Up to this point, the tutorial clusters have managed all table primary keys and indexes in memory, while persisting table data to local GemFire XD disk store files. In this tutorial, you will create a table that persists data to HDFS log files.

Prerequisites

Note: This tutorial and the next tutorial require that you use GemFire XD with Pivotal HD Enterprise for Hadoop services. The simplest way to complete these tutorials is to download and run the Pivotal HD Single Node VM, available at http://www.pivotal.io/big-data/pivotal-hd. The tutorial assumes that you perform the steps from within the downloaded virtual machine.

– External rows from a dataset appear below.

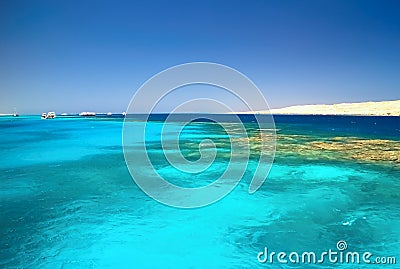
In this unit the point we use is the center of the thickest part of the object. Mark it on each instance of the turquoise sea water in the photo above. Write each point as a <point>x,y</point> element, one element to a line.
<point>67,199</point>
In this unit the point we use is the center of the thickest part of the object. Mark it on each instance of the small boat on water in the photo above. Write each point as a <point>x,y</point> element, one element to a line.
<point>49,115</point>
<point>87,114</point>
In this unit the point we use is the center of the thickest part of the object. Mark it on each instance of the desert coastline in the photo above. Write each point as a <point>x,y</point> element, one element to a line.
<point>381,108</point>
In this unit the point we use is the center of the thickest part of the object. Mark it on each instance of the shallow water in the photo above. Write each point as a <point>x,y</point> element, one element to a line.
<point>67,199</point>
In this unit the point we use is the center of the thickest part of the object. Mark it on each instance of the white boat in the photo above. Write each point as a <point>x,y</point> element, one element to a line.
<point>87,114</point>
<point>51,115</point>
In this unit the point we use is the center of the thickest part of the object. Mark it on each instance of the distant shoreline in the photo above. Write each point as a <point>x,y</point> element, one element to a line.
<point>382,108</point>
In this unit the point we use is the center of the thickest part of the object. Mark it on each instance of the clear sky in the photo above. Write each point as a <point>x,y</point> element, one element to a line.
<point>72,56</point>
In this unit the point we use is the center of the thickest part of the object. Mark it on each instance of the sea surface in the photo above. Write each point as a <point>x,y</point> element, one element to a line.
<point>67,199</point>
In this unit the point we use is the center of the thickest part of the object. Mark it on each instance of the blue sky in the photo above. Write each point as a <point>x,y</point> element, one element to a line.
<point>71,56</point>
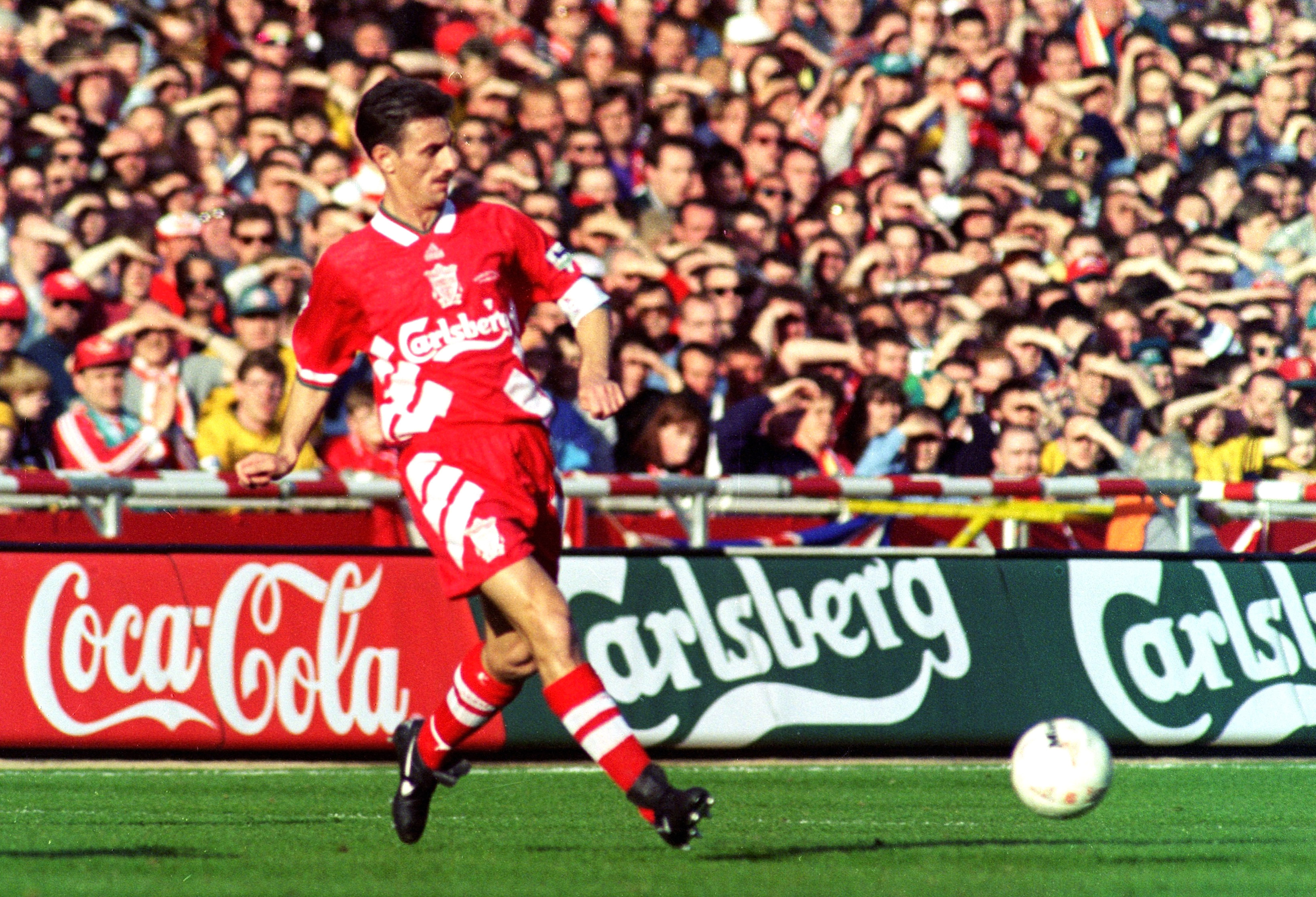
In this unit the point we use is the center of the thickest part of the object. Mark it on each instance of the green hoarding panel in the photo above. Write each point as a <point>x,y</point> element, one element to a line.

If you are not using the virtual machine, ensure that you have followed the installation instructions to copy the necessary Pivotal HD library files to the /ext-lib subdirectory of your GemFire XD directory, and that the user running your local GemFire XD members has permission to access HDFS nodes. See Installing GemFire XD and Configuration Requirements for Secure HDFS for more information.

Procedure
  1. Start the virtual machine and open a terminal window.
  2. Execute the following script to start the GemFire XD distributed system along with the required Pivotal HD services:
    $ ~/Desktop/start_gfxd.sh
    Note: It can take several minutes or more to start all services on the virtual machine, depending on the configuration of your host computer.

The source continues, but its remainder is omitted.